Peptide length of EP24.15 substrates and products detected in the HEK293 cell peptidome after incubation with purified EP24.15. The number of peptides found in the HEK293 peptide extract is plotted versus peptide length. Peptides with an active/inactive enzyme ratio of less than 0.70 were considered substrates (i.e. levels decreased 30% or more with active enzyme). Peptides with an active/inactive enzyme ratio greater than 1.30 were considered products (i.e. levels increased 30% or more with active enzyme). Those with an active/inactive enzyme ratio from 0.70 to 1.30 were considered neither substrates nor products (not cleaved). A, when incubated with 260 ng of active enzyme, 22 peptides were substrates, 7 peptides were products, and 63 peptides were not cleaved. B, when the same HEK293 peptide extract was incubated with 2600 ng of active enzyme, 54 peptides were substrates, 13 peptides were products, and 26 peptides were not cleaved.

FIGURE 5.

Analysis of cleavage of synthetic peptides by purified EP24.15. Peptides were incubated with purified EP24.15 and analyzed on LC/MS as described under “Experimental Procedures.” For each peptide, all MS spectra representing peptides were accumulated into a single spectrum as follows: A and C, the indicated spectrum represents all MS spectra from 20 to 30 min; B, indicated spectrum represents the sum of MS spectra from 25 to 31.5 min. A, most intense fragment from peptide SAMTEEAAVAIKAMAK was SAMTEEAAVAIK (1+ or 2+). B, most intense fragment from peptide VFDVELLKLE was VFDVEL (1+). C, most intense fragment from peptide ELFADKVPKTAENFR was ELFADKVPKTA (1+ or 2+).

FIGURE 6.

Quantification of EP24.15 overexpression in HEK293 cells in Experiment 2. HEK293 cells were transiently transfected with empty pShooter (mock-transfected cells) or with pShooter coding for EP24.15 (EP24.15-transfected cells). A, proteins from crude cell extract (62.5 μg from mock cells and 5 μg from cells transfected with EP24.15) were separated by SDS-PAGE on an 8% polyacrylamide gel and transferred to nitrocellulose membranes, which were incubated with specific rabbit antiserum against EP24.15 (1:3000). After incubation with an anti-rabbit IgG-horseradish peroxidase-conjugated secondary antibody (1:3000), the immunoreactive bands were visualized by chemiluminescence.
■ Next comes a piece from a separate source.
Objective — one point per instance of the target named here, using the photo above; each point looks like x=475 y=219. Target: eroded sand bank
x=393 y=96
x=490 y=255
B, EP24.15 enzymatic activity was determined in triplicate using a continuous assay with a quenched fluorescent substrate as described under “Experimental Procedures.” EP24.15 activity was about six times greater in EP24.15 overexpressing cells then in the mock control group. ***, p < 0.001, statistically different from mock control group using Student's t test.